Virginia's governor ordered state officials on Thursday to investigate abuse claims by children at an immigration detention facility.
Governor Ralph Northam announced the probe in a tweet hours after the reported allegations.
Immigrant children as young as 14 housed at a juvenile detention centre in the US state of Virginia say they were beaten while handcuffed and locked up for long periods in solitary confinement, left nude and shivering in concrete cell, according to a report by the Associated Press (AP).
The report also cited an adult who saw bruises and broken bones the children said were caused by guards.
"Whenever they used to restrain me and put me in the chair, they would handcuff me," said a Honduran immigrant who was sent to the facility when he was 15.
"Strapped me down all the way, from your feet all the way to your chest, you couldn't really move.They have total control over you. They also put a bag over your head. It has little holes; you can see through it. But you feel suffocated with the bag on."
The abuse claims against the Shenandoah Valley Juvenile Center near Staunton, Virginia, are detailed in federal court filings that include a half-dozen sworn statements from Latino teens jailed there for months or years.
Northam said the allegations were disturbing and directed the state's secretary of public safety and homeland security and the Department of Juvenile Justice to report back to him "to ensure the safety of every child being held there."
Many of the children were sent there after US immigration authorities accused them of belonging to violent gangs, including MS-13.
President Donald Trump has repeatedly cited gang activity as justification for his crackdown on illegal immigration.

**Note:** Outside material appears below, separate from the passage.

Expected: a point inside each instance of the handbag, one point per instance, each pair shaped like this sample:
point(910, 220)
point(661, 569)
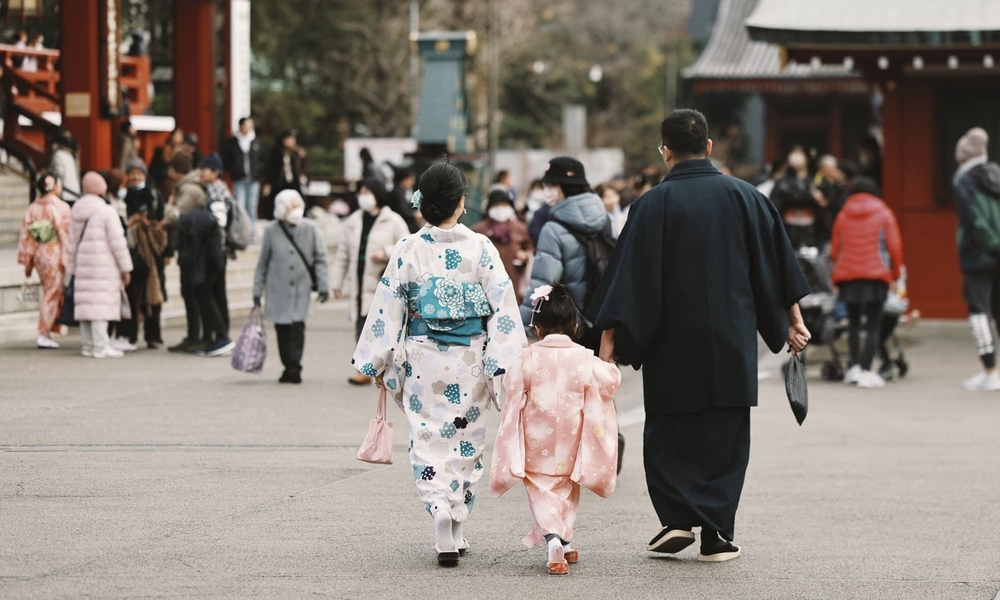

Trump Wednesday - in a stunning about-face - moved to end the practice of splitting migrant families after they cross into the US from Mexico, signed an executive order that would keep families together after they get detained crossing the border illegally.
"We're going to have very strong borders but we are going to keep families together," the president said, adding that he doesn't like seeing children separated from their families.
The Shenandoah lockup is one of only three juvenile detention facilities in the United States with federal contracts to provide "secure placement" for children who had problems at less-restrictive housing.
The Shenandoah detention centre was built by a coalition of seven nearby towns and counties to lock up local kids charged with serious crimes. Since 2007, about half the 58 beds are occupied by both male and female immigrants between the ages of 12 and 17 facing deportation proceedings or awaiting rulings on asylum claims.
Though held in a facility similar to a prison, the children detained on administrative immigration charges have not yet been convicted of any crime.
Virginia ranks among the worst states in the nation for wait times in federal immigration courts, with an average of 806 days before a ruling. Nationally, only about half of juveniles facing deportation are represented by a lawyer, according to Justice Department data.
On average, 92 immigrant children each year cycle through Shenandoah, most of them from Mexico and Central America.
The other two facilities are Yolo County Juvenile Detention Facility in California and the Northern Virginia Juvenile Detention Centre.